Modern packet-switched communication networks use resource sharing via statistical multiplexing, which requires routers to buffer packets temporarily when they cannot be forwarded immediately. Packet buffering mitigates the risk for packet loss, but contributes to network latency. The Non-Intrusive Delay Differentiation (NIDD) project seeks to offer applications a choice of different delay guarantees without side effects.

Example

The figures on the right show an example, in which the network is shared by a latency-sensitive flow (e.g. VOIP), and a throughput-sensitive flow. If the network uses FIFO scheduling, there is only one buffer length (e.g., 100ms): both flows have a maximum delay of 100ms.
If the network uses an NIDD scheduler, such as Delay-segemented FIFO (DSF), there are several buffer lengths to chose from (e.g., 1ms and 100ms): the latency-sensitive flow chooses the 1ms-delay lass and the throughput-sensitive flow chooses the 100ms-delay class. Note that, compared to the FIFO experiment, the throughput remains the same.

Context

The configuration of packet buffers and analysis of delay effects has been a central research topic for packet-switched communication networks. The existing literature on packet buffer configuration can be roughly divided into three areas: buffer sizing, active queue management, and multi-queue scheduling. The NIDD approach is fundamentally different. Its objective is providing multiple virtual FIFO queues with deterministic buffering/delay behaviour, but without impacting throughput when compared to single-queue FIFO scheduling. In other words, the link resource is freely shared, but delay targets are enforced through dynamic buffer sizing.

FIFO
(without NIDD)

Latency-sensitive flow:
exp1.
Throughput-sensitive flow:
exp1.

NIDD
(DSF scheduler)

Latency-sensitive flow:
exp1.
Throughput-sensitive flow:
exp1.

Properties of NIDD schedulers

With an NIDD scheduler, the choice between service classes is incentive-compatible, so that all classes can be freely accessed without admission control and/or traffic contracts. Furthermore, because an NIDD scheduler does not interfere with FIFO throughput, it satisfies even a strict interpretation of network neutrality.

Throughput Interference

The side effect of a scheduler is quantified as the throughput bias compared to a FIFO system. The thoughput interference index (TI²) formally captures this metric.

Reproduce our results

The simulation source code used for the DSF paper are provided as a complete archive (dsf.tgz). In order to reproduce each experimental result, we also provide detailed step-by-step instructions.

Publications

The NIDD approach is presented in three papers. The Incentive-Compatible Differentiated Scheduling (ICDS) paper introduces the basic concept and a proof of incentive-compatibility. The Virtually Isolated FIFO Queueing (VIFQ) paper introduces a low-complexity algorithm, which, unfortunately, has the caveat that low-rate, low-delay traffic can be starved. The Delay Segment FIFO (DSF) paper presents a bias-free algorithm with provably low TI².

Future Work

Recently, a lot of existing service differentiation research is revisited with a focus on data center networks, which have slightly different characteristics and objectives from public communication networks. It seems that NIDD scheduling should be an attractive modular building block for service differentiation in data center networks.
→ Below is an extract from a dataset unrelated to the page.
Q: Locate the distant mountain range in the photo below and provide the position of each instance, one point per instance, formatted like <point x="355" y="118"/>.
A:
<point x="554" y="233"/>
Existing TCP models that describe how TCP's goodput rate depends on the round-trip time (RTT) do not explicitly distinguish between the propagation delay and the buffering delay portion of the RTT. However, this distinction might be relevant when TCP flows do not symmetrically share packet buffers. Therefore, generalized TCP competition model might be needed to fully understand the impact of NIDD scheduling on TCP fairness. Similarly, recent TCP variations attempt to reduce the dependency of goodput rate on RTT.

Last not least, it is not clear whether DSF is the best possible NIDD scheduler. In light of future findings related to TCP rate control, better NIDD implementations might be possible.